Le pivot-rampe, en revanche, est plutôt adapté à des grands parcellaires nécessitant une irrigation annuelle. Cependant, les progrès techniques effectués sur le pivot-rampe, tels que le VRI, apportent une bonne efficience de l'arrosage et une bonne régulation de son intensité, efficience pouvant se rapprocher de celle de la micro-irrigation. Ces deux techniques sont par contre moins indiquées en régions ventées et il est conseillé d'arroser la nuit et de faire des rotations horaires afin de limiter les effets de dispersion dus au vent et d'évaporation.
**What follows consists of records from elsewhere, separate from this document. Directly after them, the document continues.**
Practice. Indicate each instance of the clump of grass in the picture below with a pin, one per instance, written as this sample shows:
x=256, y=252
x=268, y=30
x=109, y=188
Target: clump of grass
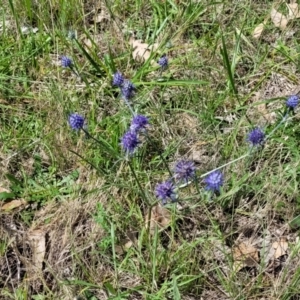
x=133, y=205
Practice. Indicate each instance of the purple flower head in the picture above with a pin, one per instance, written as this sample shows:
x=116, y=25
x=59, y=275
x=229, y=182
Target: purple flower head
x=72, y=34
x=292, y=101
x=256, y=136
x=138, y=123
x=163, y=61
x=165, y=190
x=214, y=181
x=76, y=121
x=185, y=170
x=118, y=79
x=66, y=62
x=127, y=89
x=129, y=142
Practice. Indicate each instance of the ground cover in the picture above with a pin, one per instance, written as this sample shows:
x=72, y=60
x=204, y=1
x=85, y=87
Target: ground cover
x=149, y=150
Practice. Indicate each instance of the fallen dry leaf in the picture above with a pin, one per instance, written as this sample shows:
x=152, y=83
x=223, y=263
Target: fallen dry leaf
x=160, y=217
x=37, y=243
x=13, y=204
x=258, y=30
x=293, y=11
x=244, y=255
x=142, y=51
x=278, y=19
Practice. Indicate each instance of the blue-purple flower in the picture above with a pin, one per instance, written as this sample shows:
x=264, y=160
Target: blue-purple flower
x=256, y=136
x=165, y=190
x=129, y=142
x=127, y=89
x=66, y=62
x=76, y=121
x=118, y=79
x=163, y=61
x=214, y=181
x=184, y=170
x=139, y=123
x=292, y=101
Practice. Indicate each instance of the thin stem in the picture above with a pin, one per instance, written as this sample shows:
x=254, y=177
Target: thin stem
x=97, y=141
x=138, y=182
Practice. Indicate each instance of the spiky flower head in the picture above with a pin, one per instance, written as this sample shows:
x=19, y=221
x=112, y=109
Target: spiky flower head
x=184, y=170
x=214, y=181
x=76, y=121
x=129, y=142
x=72, y=34
x=163, y=61
x=66, y=61
x=165, y=190
x=138, y=123
x=292, y=101
x=118, y=79
x=127, y=89
x=256, y=136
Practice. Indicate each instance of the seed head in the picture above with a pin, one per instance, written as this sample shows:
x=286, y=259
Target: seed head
x=66, y=62
x=76, y=121
x=214, y=181
x=165, y=190
x=139, y=123
x=127, y=89
x=129, y=142
x=292, y=101
x=184, y=170
x=256, y=136
x=163, y=61
x=118, y=79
Le canon-enrouleur et le pivot-rampe ont également l’avantage de pouvoir être utilisés sur une large gamme de topographies parcellaires. 

De plus en plus, le goutte-à-goutte est utilisé sur cultures annuelles ou pluriannuelles comme la canne à sucre.
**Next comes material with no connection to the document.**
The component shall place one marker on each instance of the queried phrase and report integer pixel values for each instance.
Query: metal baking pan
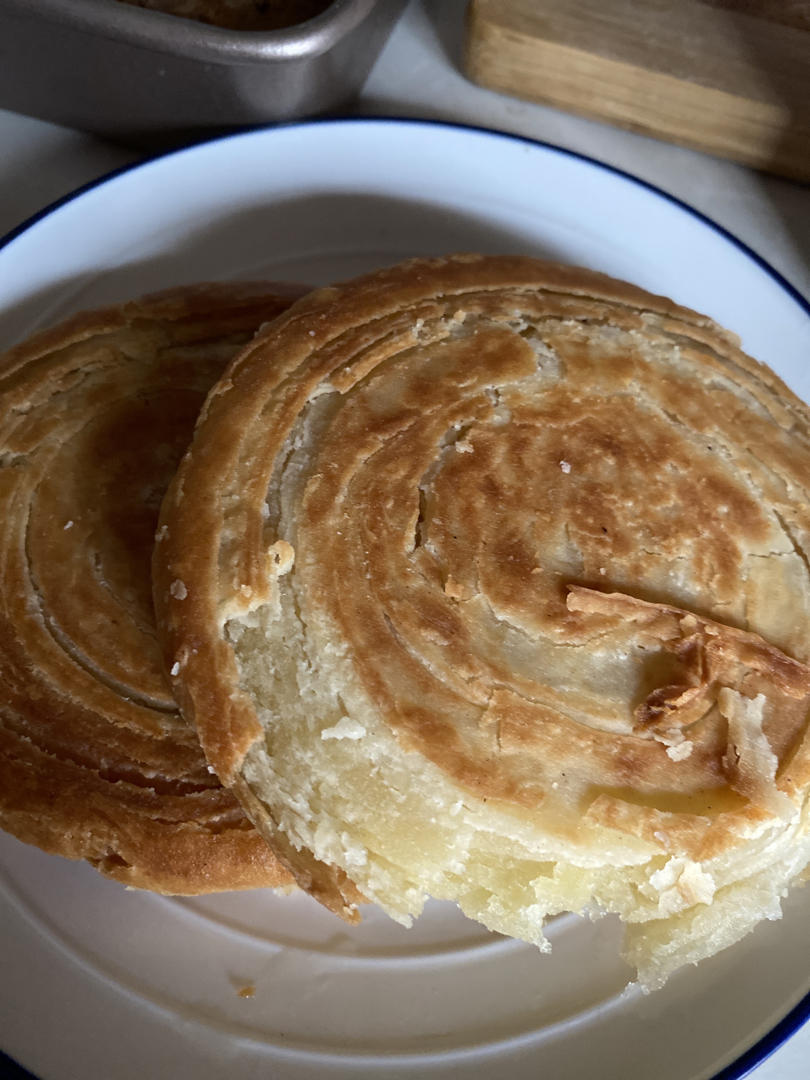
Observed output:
(149, 79)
Afin de permettre un labour, même s’il doit rester superficiel (< 30 cm), le goutte-à-goutte enterré est préféré au goutte-à-goutte de surface. Le goutte-à-goutte enterré permet ainsi d'apporter de petites doses régulières dans le cas d'un sol à faible réserve utile, mais aussi de pouvoir automatiser l'arro­sage. Dans les régions à faible pluviométrie, il peut être nécessaire de coupler l'aspersion au goutte-à-goutte enterré afin de réaliser une irrigation de levée et permettre aux racines d'atteindre le bulbe d'arrosage de la gaine enter­rée. L’enterrement des gaines rend possible l’irrigation de parcelles proches d’habitations ou de bâtiments, mais aussi celles de parcelles de toutes formes rendant impossible l’irrigation par les moyens d’aspersion ordinaire. Ce système est en outre particulièrement adapté aux cultures en semi-direct et permet aux sols battants de rester aérés. Enfin, le goutte-à-goutte enterré rend possible la fertirrigation et permet d’apporter les nutriments directement au système racinaire grâce à une cuve à fertilisants raccordée à la station de pompage. En revanche, le semis et l’écartement doivent être soigneusement étudiés au préalable afin d’assurer l’homogénéité de l’arrosage et de ne pas créer un effet de vague dommageable pour le rendement. Les rotations de cultures seront ainsi à régler en conséquence. On veillera également à ce que le sol soit relativement homogène sur toute la surface de la parcelle pour ne pas créer de déséquilibre hydrique avec, là aussi, des effets négatifs sur le rendement global à la parcelle. Le goutte-à-goutte enterré n’est pas non plus indiqué sur des parcelles de plus de 3 % de pente à cause de l’infiltration des eaux qui dévierait les flux vers le bas de pente et priverait les plants situés sur les hauteurs d’une bonne alimentation hydrique. Enfin, niveau machinisme, les engins circulant sur la parcelle (moissonneuse-batteuse, remor­ques) doivent arborer des pneus basse pression afin de prévenir le compactage du sol qui empêcherait la capillarité et la remontée du bulbe d’arrosage dans le sol.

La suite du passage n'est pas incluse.